The following are the computed SSIM between the banana and the orange explanation:
Conclusions and Future Research Directions
Despite the explanation, methods are hard to evaluate empirically because it is difficult to distinguish errors of the model from errors of the attribution method; determining how explanation methods fail is an important stepping stone to understanding where and how we should use these methods.
A reliable explanation of a prediction reveals why a classifier makes a certain prediction, and it helps users accept or reject the prediction with greater confidence.
Our analysis revealed that most of the literature's attribution methods have theoretical properties contrary to this goal. Invariance under model randomization in explanation methods gave us a concrete way to rule out the method's adequacy for certain tasks and unmask its weaknesses.
However, explanations that do not depend on model parameters or training data might still depend on the model architecture and provide useful information about the prior incorporated model architecture.

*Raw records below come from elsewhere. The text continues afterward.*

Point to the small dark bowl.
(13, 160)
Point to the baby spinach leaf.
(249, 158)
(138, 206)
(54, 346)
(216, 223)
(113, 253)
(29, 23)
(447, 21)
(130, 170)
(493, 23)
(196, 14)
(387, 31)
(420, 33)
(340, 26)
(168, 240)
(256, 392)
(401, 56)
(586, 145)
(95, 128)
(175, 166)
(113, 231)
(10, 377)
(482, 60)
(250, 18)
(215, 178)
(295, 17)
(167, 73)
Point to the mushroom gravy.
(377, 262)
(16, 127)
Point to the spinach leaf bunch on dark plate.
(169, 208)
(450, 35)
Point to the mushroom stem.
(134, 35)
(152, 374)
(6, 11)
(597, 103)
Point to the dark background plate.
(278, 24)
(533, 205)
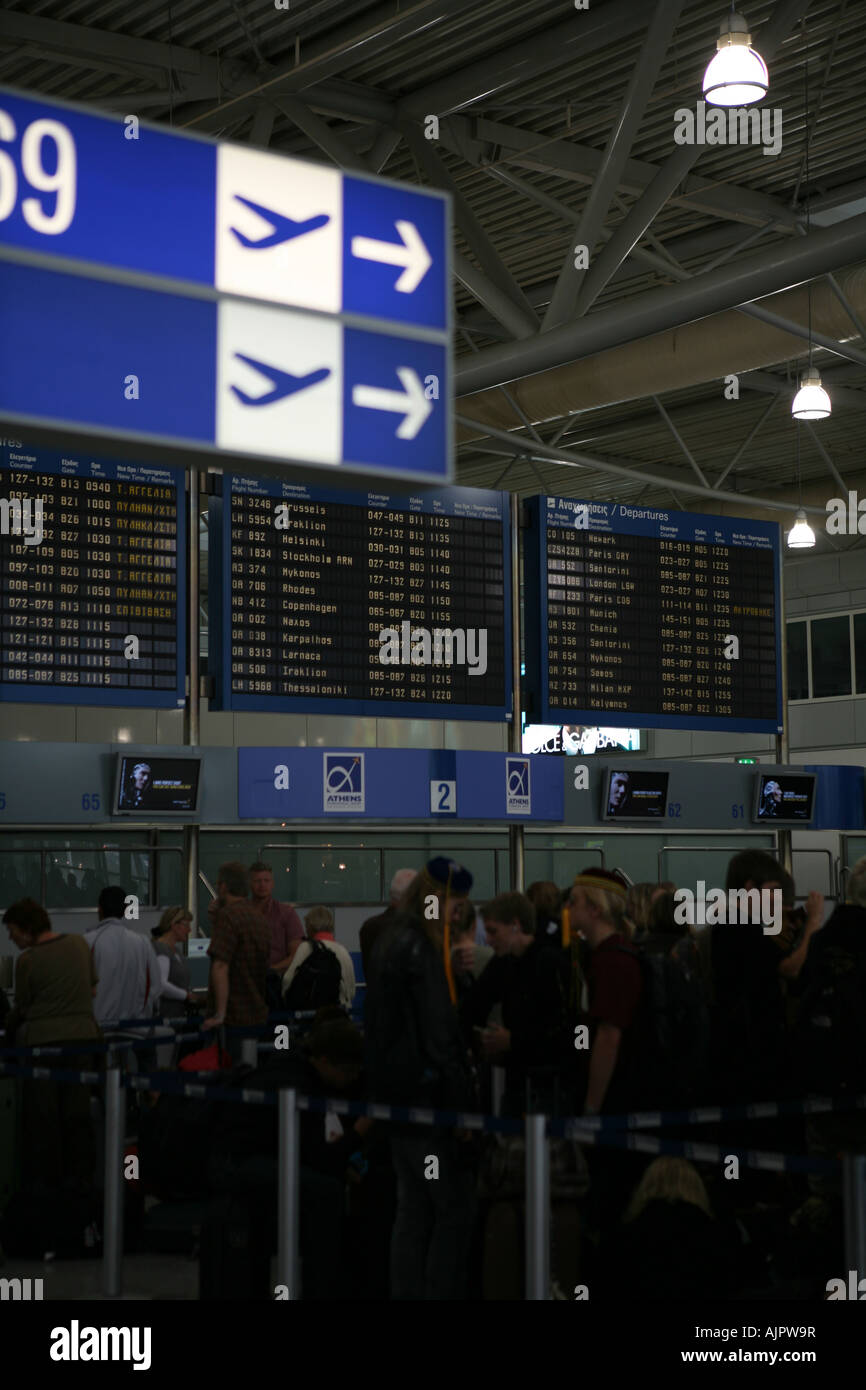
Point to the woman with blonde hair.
(669, 1240)
(416, 1057)
(173, 931)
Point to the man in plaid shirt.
(239, 950)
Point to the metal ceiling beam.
(745, 442)
(765, 273)
(263, 125)
(382, 148)
(321, 134)
(685, 246)
(634, 227)
(327, 57)
(855, 319)
(680, 441)
(483, 248)
(633, 471)
(580, 163)
(494, 299)
(799, 331)
(613, 160)
(78, 43)
(581, 34)
(766, 382)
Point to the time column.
(442, 548)
(722, 559)
(388, 591)
(253, 610)
(677, 594)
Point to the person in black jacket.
(416, 1057)
(531, 983)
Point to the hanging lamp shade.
(801, 537)
(811, 401)
(737, 75)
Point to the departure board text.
(654, 617)
(363, 602)
(91, 609)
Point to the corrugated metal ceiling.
(572, 99)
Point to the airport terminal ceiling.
(555, 128)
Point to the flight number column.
(255, 553)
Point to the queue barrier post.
(288, 1182)
(537, 1209)
(113, 1211)
(854, 1198)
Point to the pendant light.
(801, 537)
(811, 401)
(737, 75)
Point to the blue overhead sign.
(234, 377)
(396, 784)
(218, 296)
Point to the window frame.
(816, 617)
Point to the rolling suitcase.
(235, 1251)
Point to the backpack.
(830, 1029)
(670, 1050)
(317, 980)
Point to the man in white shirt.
(125, 963)
(319, 923)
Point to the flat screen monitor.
(146, 786)
(634, 795)
(784, 798)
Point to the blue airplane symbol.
(285, 228)
(284, 382)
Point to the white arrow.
(410, 402)
(412, 255)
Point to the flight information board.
(92, 580)
(652, 619)
(360, 602)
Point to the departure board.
(92, 580)
(652, 619)
(360, 602)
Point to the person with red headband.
(416, 1057)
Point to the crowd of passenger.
(595, 1000)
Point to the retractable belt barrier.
(613, 1130)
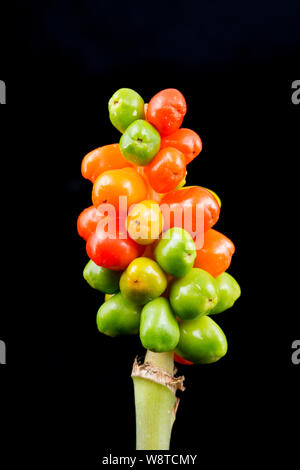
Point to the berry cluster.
(143, 228)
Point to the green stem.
(154, 404)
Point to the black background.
(235, 64)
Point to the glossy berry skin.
(216, 253)
(182, 361)
(215, 195)
(112, 184)
(228, 292)
(166, 170)
(190, 197)
(175, 252)
(159, 330)
(140, 143)
(108, 157)
(194, 294)
(142, 281)
(182, 182)
(145, 222)
(166, 110)
(87, 221)
(201, 341)
(102, 279)
(125, 106)
(185, 140)
(118, 316)
(111, 251)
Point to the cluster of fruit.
(155, 279)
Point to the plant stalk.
(155, 400)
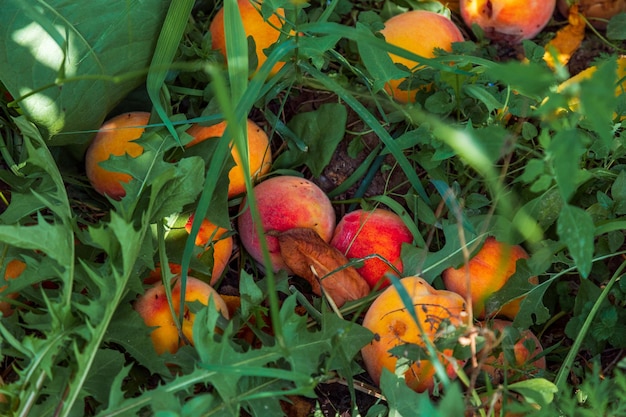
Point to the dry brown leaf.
(567, 39)
(311, 258)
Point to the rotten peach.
(364, 233)
(516, 356)
(508, 20)
(284, 203)
(422, 33)
(393, 325)
(153, 307)
(487, 271)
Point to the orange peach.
(363, 233)
(285, 202)
(14, 269)
(420, 32)
(513, 357)
(488, 271)
(115, 137)
(259, 155)
(264, 32)
(393, 325)
(508, 20)
(153, 307)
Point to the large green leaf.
(72, 62)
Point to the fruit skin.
(152, 306)
(264, 33)
(285, 202)
(393, 325)
(361, 233)
(115, 137)
(420, 32)
(14, 269)
(520, 368)
(508, 20)
(260, 157)
(489, 270)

We see several promising directions for future works. A possible direction is to understand how to increase negative relevance scores in methods that backpropagate only positive ones. In fact, they seem to be crucial to avoid the convergence to a rank-1 matrix, responsible for the model insensitivity, and increase the class-discriminativeness.
Furthermore, we can expand this analysis to other explanation algorithms, such as model-agnostic, perturbation-based methods, and perform other tests, like label randomization, useful for investigating XAI's trustworthiness.
We hope that our work can guide researchers in assessing the scope of model explanation methods and designing new model explanations along these lines.